I’m not ashamed to say that inserting the zip was one of the  greatest feelings of pride I’ve had all year. I had hoped to do an exposed zip with metal teeth, but Sew Over It didn’t have any, so instead I went for this golden yellow standard zip. I think it looks pretty cute.


Getting it neatly exposed involved some finagling. Luckily I had read a tutorial on inserting an exposed zip, so I was able to follow those instructions on the left hand side of the zip opening. It’s not perfect, but I’m still very happy. Here’s how it looks on the inside.

The asymmetry is where I stay-stitched and clipped the right hand side to enable the fabric to lie flat. Just realised that you can also see the interfacing I used. Oops.
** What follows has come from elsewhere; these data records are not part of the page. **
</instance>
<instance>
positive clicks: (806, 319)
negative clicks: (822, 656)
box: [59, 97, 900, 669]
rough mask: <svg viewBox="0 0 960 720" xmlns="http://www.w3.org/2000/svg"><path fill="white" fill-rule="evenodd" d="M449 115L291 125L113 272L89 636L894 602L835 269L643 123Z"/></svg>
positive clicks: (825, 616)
Something I need to remember next time is to save some extra fabric for pocket facings, as in seam pockets have a tendency to gape open. I salvaged some awesome fabric from the scraps bin at SOI for my pockets.

…which does have an unfortunate tendency to peek out. I can definitely live with this flaw, but I will try to avoid it in future.

I haven’t yet managed to get any great pictures of the skirt when I’ve worn it, but I did fulfil one of my more minor ambitions in it.

I have to say that I’m absolutely thrilled with how this dress turned out, considering that my sewing skills are still in their infancy. I wore my dress to work on a beautiful winter day with the aim of getting some nice pictures, but I didn’t get a chance to take any in the end, so here is a slightly dodgy photo.

At the end of the last post, I had sewn up my bodice and finished the skirt pieces. The next step was to carefully stitch the front seam, ensuring the pattern matching was as neat as possible, stitch the side seams, and then attach the circle skirt to the bodice.
One of my mods was to add pockets to the side seams of this dress. Mum and I had a debate at this stage over whether to anchor the pockets to the waist seam, or have them loose and so do them at the end. We decided that we didn’t want additional bulk in the waist, so elected to do the pockets as an afterthought.
I tried the dress on again at this stage and had my mum pin it closed. We discovered that the back had some additional bulk, which we were able to take out by making the shoulder straps shorter.
The next step was the zip. Mum didn’t have an invisible zip long enough so we used a normal dress zip. Never forget the importance of pinning and basting your zip before machine stitching.
Next came the facings, which I had cut in three pieces (front, left back and right back). After stitching the side seams, I pinned and basted the facings to the bodice. This was particularly important as we had changed the shape of the shoulders, so it took a bit of easing to make sure all of the notches matched. Mum commented that she almost never uses facings, preferring bias binding as it is much less fiddly.

Stitch the facings and bodice, right sides facing, around neckline and underarms.
Mum gave me a super duper secret dressmaker tip. Rather than top-stitching the underarms and neckline to join the facings and bodice, as indicated in the pattern, stitch as closely as possible to the seam on the facing only for a more professional finish.
The next step was joining the shoulders, which was super fiddly. Finally we added the pockets in pretty much the same way as I did to my skirt in this post.